Here’s another look at the same idea:

Top floor: Faith (nonreason, optimism)

________________

Bottom floor: The rational (pessimism)

As we explore these ideas, what we have to choose between are two different definitions of faith. Now, the biblical definition of faith is pretty clear, and it’s all on one floor, to use the two-story analogy.

Hebrews 11:1 (KJV) Now faith is the substance of things hoped for, the evidence of things not seen.

Faith has substance, and faith is based on evidence. We’ll look at that in a moment. But the prevailing cultural definition of faith is almost the exact opposite.

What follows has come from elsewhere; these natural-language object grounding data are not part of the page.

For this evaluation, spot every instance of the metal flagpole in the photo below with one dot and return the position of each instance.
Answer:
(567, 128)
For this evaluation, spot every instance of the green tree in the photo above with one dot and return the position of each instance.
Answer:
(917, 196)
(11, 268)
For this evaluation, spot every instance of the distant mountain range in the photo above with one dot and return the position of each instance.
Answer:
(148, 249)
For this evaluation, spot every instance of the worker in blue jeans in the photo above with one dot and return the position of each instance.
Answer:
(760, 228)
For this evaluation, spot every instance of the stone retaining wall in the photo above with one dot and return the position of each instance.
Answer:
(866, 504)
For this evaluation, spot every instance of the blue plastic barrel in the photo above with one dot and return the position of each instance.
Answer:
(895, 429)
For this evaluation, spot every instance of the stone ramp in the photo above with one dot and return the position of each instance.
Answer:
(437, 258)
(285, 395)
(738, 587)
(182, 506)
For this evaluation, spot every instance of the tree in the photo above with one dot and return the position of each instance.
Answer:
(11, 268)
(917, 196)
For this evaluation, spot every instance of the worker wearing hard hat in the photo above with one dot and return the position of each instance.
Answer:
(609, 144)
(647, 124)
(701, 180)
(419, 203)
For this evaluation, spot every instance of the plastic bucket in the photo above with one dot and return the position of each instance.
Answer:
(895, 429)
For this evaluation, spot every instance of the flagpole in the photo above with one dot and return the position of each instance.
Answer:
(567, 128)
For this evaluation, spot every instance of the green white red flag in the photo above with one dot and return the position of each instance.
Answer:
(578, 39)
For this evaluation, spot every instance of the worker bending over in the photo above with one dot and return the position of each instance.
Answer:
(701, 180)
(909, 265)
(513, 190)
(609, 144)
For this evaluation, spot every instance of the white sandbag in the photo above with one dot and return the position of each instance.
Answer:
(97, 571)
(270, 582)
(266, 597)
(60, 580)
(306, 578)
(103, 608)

I found it interesting to compare the definition of faith in an older dictionary to one of a newer dictionary.

I have an old Webster’s Dictionary, copyright 1966. Here’s its definition of faith:

trust or confidence, belief in the statement of another, a belief in the truth of revealed religion.

Yet, if you find a modern day dictionary, like freedictionary.com, and it’s not unique in this definition, because I found similar ones elsewhere, what you read is this:

1. Confident belief in the truth, value, or trustworthiness of a person, idea, or thing.

OK, that’s similar to the Webster’s old definition, and it fits the Biblical understanding of faith, but listen to the #2 definition:

2. Belief that does not rest on logical proof or material evidence.

Note the addition. That definition did not appear in the 1966 Websters. It tells us something about what the world thinks of faith in general, and how that’s changed in the last 40 years.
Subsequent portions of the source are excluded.